Juni 1988 (Allgemeines Forum)

ThomasK, Dienstag, 02.04.2019, 00:53 (vor 2579 Tagen) @ Henrik

Geplant war es nicht, nie. Genau das hätte man dort auf der IVA auch erfahren.
Ein Einsatz des ICE auf der Strecke war ja auch nicht vorgesehen, nicht in Sicht, erst recht nicht für 10 Jahre später.

Erste Priorität für den ICE-Verkehr hatte 1988 in der Planung die Strecke Hamburg - Fulda - Frankfurt - Mannheim - Stuttgart - München.

Danach sollte Hamburg - Würzburg - München folgen und danach Hamburg - Fulda - Frankfurt - Mannheim - Basel SBB und Hamburg - Bremen - Köln.

Dann kam die Wiedervereinigung dazwischen und alle Pläne waren Makulatur, zumal man nur 60 ICE 1-Züge hatte und unbedingt Berlin anbinden wollte.

Nach der Wiedervereinigung hatte der Ausbau und die Elektrifizierung der Strecke Helmstedt - Magdeburg - Berlin höchste Priorität. Die Planungskapazitäten für diese Ausbaumaßnahme wurde zugleich für die Streckenplanung einer NBS Wolfsburg - Stendal - Berlin gebündelt.

Da fiel Bremen - Hamburg logischerweise komplett hinten runter, weil das kein Verkehrsprojekt Deutsche Einheit war.

Dann schau doch in die Literatur rein in der Zeit nach der Wiedervereinigung und vor dem Beschluss der 2. Ausbaustufe Hamburg - Berlin auf 230 km/h.
Da siehst Du durchaus Überlegungen, auf der Strecke Hamburg - Bremen schneller als 200 km/h zu fahren, aber eben keine 250 km/h.
Im Rahmen der Y-Trasse hätte es auf dem entsprechenden Abschnitt dort die höhere Geschwindigkeit von 230 km/h gegeben.

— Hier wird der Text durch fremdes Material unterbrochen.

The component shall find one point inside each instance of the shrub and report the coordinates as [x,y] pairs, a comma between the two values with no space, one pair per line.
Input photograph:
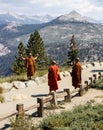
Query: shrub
[98,84]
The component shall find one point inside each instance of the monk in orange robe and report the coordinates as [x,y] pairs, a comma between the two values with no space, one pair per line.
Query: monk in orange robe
[76,74]
[53,77]
[30,65]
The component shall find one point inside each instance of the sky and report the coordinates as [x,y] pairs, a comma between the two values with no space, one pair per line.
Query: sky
[90,8]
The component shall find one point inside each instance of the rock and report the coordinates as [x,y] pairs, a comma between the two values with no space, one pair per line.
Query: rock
[18,84]
[18,97]
[30,83]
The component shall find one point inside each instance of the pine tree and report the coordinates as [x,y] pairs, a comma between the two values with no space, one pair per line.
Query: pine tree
[18,65]
[36,46]
[73,51]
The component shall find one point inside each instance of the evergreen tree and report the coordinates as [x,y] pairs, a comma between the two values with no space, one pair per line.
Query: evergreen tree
[18,65]
[73,51]
[36,46]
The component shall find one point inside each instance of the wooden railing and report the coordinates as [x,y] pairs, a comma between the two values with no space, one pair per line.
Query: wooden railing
[53,98]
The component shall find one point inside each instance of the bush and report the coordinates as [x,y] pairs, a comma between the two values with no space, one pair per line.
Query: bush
[1,98]
[86,117]
[98,84]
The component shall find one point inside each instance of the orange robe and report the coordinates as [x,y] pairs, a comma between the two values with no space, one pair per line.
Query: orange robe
[30,66]
[76,75]
[53,77]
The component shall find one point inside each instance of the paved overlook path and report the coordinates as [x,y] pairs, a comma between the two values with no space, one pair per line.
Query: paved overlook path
[32,93]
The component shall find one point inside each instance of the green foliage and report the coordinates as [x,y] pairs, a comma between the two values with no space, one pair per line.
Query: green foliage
[18,66]
[2,99]
[22,123]
[86,117]
[98,84]
[36,46]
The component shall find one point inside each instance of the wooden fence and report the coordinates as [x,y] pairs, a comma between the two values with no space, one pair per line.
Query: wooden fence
[53,98]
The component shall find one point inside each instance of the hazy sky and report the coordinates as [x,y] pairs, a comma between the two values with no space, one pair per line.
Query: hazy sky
[90,8]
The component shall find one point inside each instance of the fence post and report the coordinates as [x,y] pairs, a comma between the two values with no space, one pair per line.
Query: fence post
[87,86]
[20,109]
[54,99]
[99,77]
[68,97]
[95,77]
[40,108]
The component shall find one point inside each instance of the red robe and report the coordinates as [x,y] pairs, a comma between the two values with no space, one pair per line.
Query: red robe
[76,75]
[53,77]
[30,66]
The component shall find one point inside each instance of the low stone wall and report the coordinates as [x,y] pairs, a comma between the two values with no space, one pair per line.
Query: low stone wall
[6,86]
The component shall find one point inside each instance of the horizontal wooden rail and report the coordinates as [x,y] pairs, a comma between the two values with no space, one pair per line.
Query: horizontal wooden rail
[66,94]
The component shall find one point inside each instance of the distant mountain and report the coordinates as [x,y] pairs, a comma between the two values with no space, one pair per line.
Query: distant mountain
[75,17]
[23,19]
[56,35]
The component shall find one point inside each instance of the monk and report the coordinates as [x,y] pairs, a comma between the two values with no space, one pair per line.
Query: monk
[30,65]
[76,74]
[53,77]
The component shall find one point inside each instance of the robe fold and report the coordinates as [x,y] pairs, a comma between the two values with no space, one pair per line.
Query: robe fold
[76,75]
[53,77]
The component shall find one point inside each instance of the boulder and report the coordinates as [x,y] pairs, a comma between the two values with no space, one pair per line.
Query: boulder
[18,84]
[30,83]
[6,86]
[18,97]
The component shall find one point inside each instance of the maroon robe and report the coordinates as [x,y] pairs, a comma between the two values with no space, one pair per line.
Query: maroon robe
[30,66]
[53,78]
[76,74]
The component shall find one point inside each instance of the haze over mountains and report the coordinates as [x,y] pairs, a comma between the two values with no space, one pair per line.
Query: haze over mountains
[56,34]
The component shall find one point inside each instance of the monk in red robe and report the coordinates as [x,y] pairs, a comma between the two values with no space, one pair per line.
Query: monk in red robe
[30,65]
[76,74]
[53,77]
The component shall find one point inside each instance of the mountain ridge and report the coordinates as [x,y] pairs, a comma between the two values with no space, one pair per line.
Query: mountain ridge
[56,35]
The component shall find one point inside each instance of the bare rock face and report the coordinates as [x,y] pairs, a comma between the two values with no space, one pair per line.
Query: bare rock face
[18,84]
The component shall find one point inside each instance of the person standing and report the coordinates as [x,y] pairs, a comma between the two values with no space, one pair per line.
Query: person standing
[53,76]
[76,74]
[30,65]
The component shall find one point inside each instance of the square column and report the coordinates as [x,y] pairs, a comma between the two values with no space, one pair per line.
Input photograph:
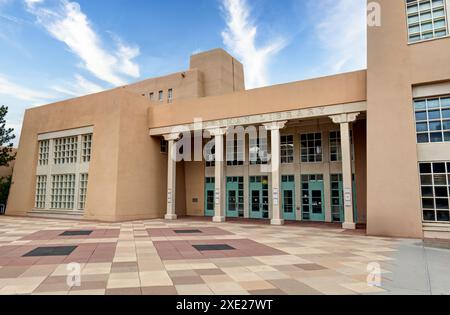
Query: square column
[277,218]
[219,200]
[171,176]
[347,175]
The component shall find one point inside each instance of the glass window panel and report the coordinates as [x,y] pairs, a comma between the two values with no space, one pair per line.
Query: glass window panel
[443,216]
[436,137]
[429,216]
[439,168]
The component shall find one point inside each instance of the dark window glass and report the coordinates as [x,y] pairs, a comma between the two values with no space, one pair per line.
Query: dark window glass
[439,168]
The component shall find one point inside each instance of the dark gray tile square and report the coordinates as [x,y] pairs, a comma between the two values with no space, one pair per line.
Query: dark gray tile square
[187,231]
[51,251]
[211,247]
[76,233]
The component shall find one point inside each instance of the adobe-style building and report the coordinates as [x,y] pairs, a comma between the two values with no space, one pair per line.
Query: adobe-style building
[369,147]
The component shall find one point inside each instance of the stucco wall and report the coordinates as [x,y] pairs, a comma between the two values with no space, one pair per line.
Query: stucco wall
[394,206]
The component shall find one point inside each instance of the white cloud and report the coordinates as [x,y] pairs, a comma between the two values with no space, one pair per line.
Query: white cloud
[240,38]
[80,87]
[341,31]
[68,24]
[14,90]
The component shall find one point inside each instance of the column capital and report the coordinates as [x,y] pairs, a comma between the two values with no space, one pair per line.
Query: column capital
[217,131]
[172,137]
[275,125]
[344,118]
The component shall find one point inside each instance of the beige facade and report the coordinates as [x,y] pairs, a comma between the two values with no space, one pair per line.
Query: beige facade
[343,148]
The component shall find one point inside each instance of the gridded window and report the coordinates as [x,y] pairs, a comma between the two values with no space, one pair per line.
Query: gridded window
[287,149]
[211,154]
[83,191]
[63,191]
[426,19]
[432,119]
[170,95]
[44,149]
[258,151]
[86,145]
[435,186]
[235,152]
[336,148]
[41,188]
[65,150]
[311,147]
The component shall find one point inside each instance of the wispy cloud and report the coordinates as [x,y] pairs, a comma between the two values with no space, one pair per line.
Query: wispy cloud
[341,31]
[67,23]
[240,38]
[81,86]
[14,90]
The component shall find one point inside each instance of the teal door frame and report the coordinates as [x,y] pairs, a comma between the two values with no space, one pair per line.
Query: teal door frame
[313,206]
[234,196]
[288,197]
[210,187]
[259,197]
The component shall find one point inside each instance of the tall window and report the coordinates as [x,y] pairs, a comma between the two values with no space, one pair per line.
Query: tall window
[65,150]
[86,148]
[44,148]
[63,191]
[170,95]
[435,185]
[83,191]
[235,152]
[432,119]
[41,188]
[287,149]
[311,147]
[258,151]
[426,19]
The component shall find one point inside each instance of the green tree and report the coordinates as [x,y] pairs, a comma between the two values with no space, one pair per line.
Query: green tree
[6,138]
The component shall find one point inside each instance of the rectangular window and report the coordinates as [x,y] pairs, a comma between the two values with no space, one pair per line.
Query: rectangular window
[311,147]
[86,148]
[41,189]
[65,150]
[235,152]
[170,95]
[427,19]
[287,149]
[435,187]
[44,149]
[258,151]
[83,191]
[432,119]
[63,191]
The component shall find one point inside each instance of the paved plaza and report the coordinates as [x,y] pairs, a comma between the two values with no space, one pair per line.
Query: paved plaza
[197,257]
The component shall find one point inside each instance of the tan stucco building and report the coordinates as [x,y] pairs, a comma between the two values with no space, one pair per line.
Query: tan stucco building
[369,147]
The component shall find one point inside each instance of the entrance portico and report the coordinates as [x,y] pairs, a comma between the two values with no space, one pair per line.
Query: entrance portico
[279,197]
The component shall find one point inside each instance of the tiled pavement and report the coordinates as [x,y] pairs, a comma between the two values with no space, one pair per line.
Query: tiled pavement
[159,257]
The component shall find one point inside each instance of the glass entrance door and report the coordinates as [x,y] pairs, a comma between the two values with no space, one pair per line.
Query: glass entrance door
[209,196]
[337,199]
[288,197]
[235,197]
[313,208]
[259,197]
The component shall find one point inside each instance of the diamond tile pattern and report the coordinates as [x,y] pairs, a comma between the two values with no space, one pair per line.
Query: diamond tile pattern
[150,257]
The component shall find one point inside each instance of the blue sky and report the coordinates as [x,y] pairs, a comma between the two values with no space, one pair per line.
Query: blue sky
[57,49]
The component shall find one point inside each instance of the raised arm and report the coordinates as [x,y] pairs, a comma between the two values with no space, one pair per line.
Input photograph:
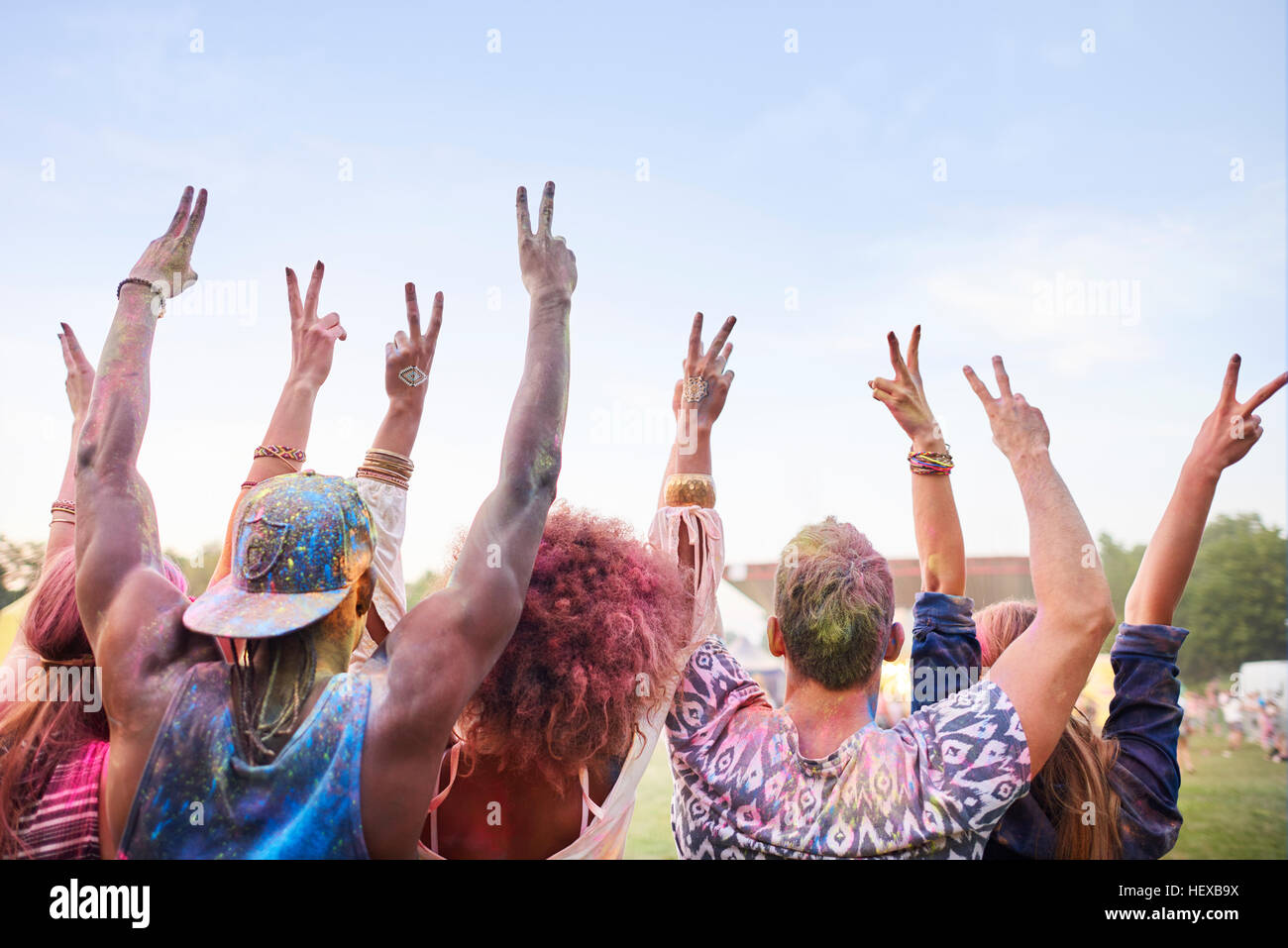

Die Y-Trasse kam erst viel später. Sie hatte auch mit der ABS Münster (Westf.) - Osnabrück - Bremen - Hamburg, die unabhängig davon schon jahrelang im BVWP stand, zunächst einmal nichts zu tun. Richtig ist, dass die ABS Münster (Westf.) - Osnabrück - Bremen - Hamburg im Bundesverkehrswegeplan 1985 zunächst noch mit Vmax = 200 km/h enthalten war. Bei der IVA wurde uns gesagt, dass darüberhinaus intern geprüft wird, zwischen Bremen und Hamburg auch 250 km/h zu fahren. Der Mitarbeiter sagte mir dann, dass das aber noch 10 Jahre dauern würde.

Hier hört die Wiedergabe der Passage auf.